Leafs hang on for win on Long Island

Toronto Maple Leafs' Tomas Kaberle puts a shot on goal against the New York Islanders . ...

Toronto Maple Leafs' Tomas Kaberle puts a shot on goal against the New York Islanders . (REUTERS/Shannon Stapleton)

LANCE HORNBY, QMI Agency

, Last Updated: 11:05 PM ET

UNIONDALE -- For awhile, it seemed as if the Maple Leafs were going to let the easiest two points of the season slip right through their gloves.

Against the fifth-string goalie on a beat-up, last-place team, in a road building devoid of energy, the Leafs went into the third period tied 2-2, giving the plucky Islanders hope that Mikko Koskinen might win his frantic NHL debut.

But Toronto prevailed 5-3 on a rush of goals from Tomas Kaberle, Nikolai Kulemin and Fredrik Sjostrom, sweeping back-to-back games to go 4-1 since the all-star break and move within eight points of the last playoff spot in the jammed basement steps of the Eastern Conference.

Koskinen, rushed in after the warm-up when the Isles' tragi-comic injury bug took out Kevin Poulin, overcame goals on the first two shots to hold his team in until the final 10 minutes. After early goals by first star Colby Armstrong and Jay Rosehill, the Leafs couldn't exploit the nervous goalie any further. The Leafs needed half the game to get more than 10 shots.

"We saw (Poulin) go down and that was our focus, to get shots on the young kid early," Armstrong said. "We tried to make some pretty plays and obviously it didn't work for us. But once in awhile, we got back to dirty, ugly road hockey."
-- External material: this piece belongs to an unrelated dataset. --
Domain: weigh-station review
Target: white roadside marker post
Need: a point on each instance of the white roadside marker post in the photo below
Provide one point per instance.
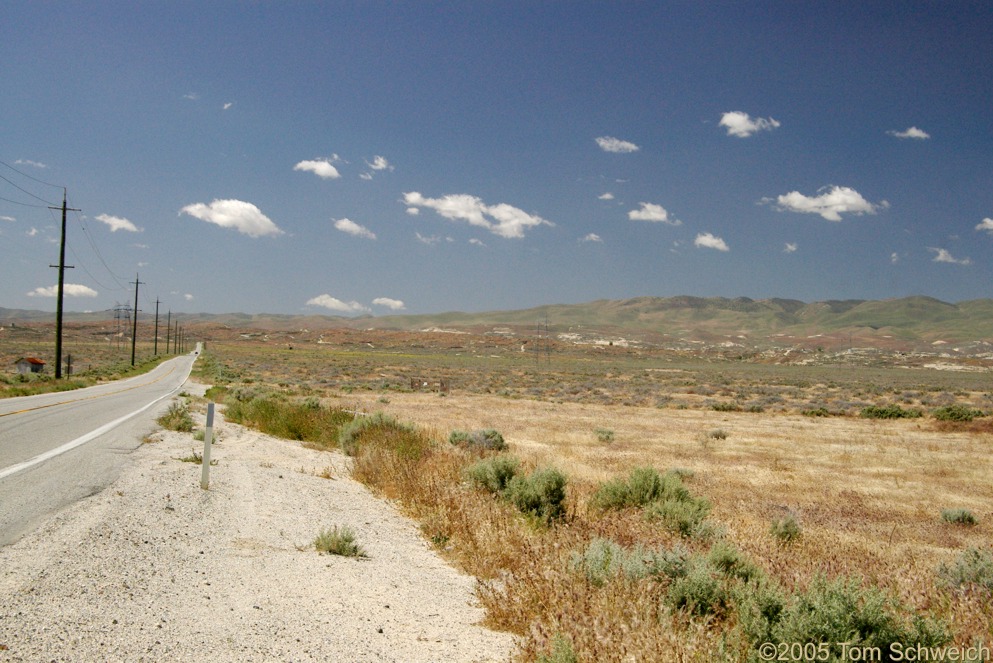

Not only did Koskinen have to get ready in a hurry, he had no safety valve until the third period. The Isles had to call their Bridgeport, Conn., farm team and get the newly signed Joel Martin -- Koskinen's farm replacement -- to Nassau Coliseum as a back-up. Martin made it by the third period, but Koskinen was getting in a comfort zone by then.

Kaberle atoned for a series of gaffes by himself and others, delivering the winning goal on a sweet pass from Armstrong, a season-high the third straight game in which a Leaf defender has scored.

It wasn't just the Isles' goaltending ranks that had been decimated of Rick DiPietro and the sulking and suspended Evgeni Nabokov. The team listed six other players injured and announced before tha game that forward Trent Hunter was done for the year after knee surgery. The hospital ship included captain Doug Weight and key defenceman Mark Streit.

"We sat back and they scored late (to make it 5-3), but we'll take the points and the positives from this," captain Dion Phaneuf said.

The Leafs couldn't have asked the hockey gods for a better sign than the 6-foot-6 Koskinen leading the Isles out of the gate at game time. He has not even looked good in the American Hockey League. Armstrong flicked one past his glove right away and Rosehill neatly re-directed a high Luke Schenn wrist shot that any seasoned NHL goalie would've missed.

But Toronto, beginning four of five on the road, let down its guard. Kaberle took a hooking call when caught at the New York blue line and Matt Moulson made the Leafs pay after they'd had a chance to clear.

"Their penalty killing had more chances tonight than our power play," coach Ron Wilson said of a 0-for-3 night in front of 7,249 fans.

"A young team gets two goals quick and suddenly we think we're Stanley Cup champions. We were guilty of over-passing and not shooting enough. But we found a way in the third period."

Wilson's new-look lines from the 5-4 win over Atlanta the night before held for the most part, though Phil Kessel was blanked for a 12th straight game. He did set up Nikolai Kulemin for his 20th of the year, which became the latter's fifth game winner.

The on-ice officials were also giving Koskinen a break or two, looking the other way on his close tripping call in the second period, but quick to whistle Rosehill for goalie interference moments later.

James Reimer, Toronto's rookie goalie, improved to 6-4, making 31 saves overall after Moulson and Michael Grabner tied it.

Toronto made two lineup changes from he night before, Reimer in for Jean-Sebastien Giguere and Brett Lebda on defence for Carl Gunnarsson. The rarely used Lebda, a minus 19, last appeared in mid-January as a forward.

The Leafs now take on New Jersey at home on Thursday, hoping to tighten the race even more, though they've once more left it very late in the season.

"We've played pretty well," Wilson said. "We're getting good goaltending and contributions from people who weren't scoring before."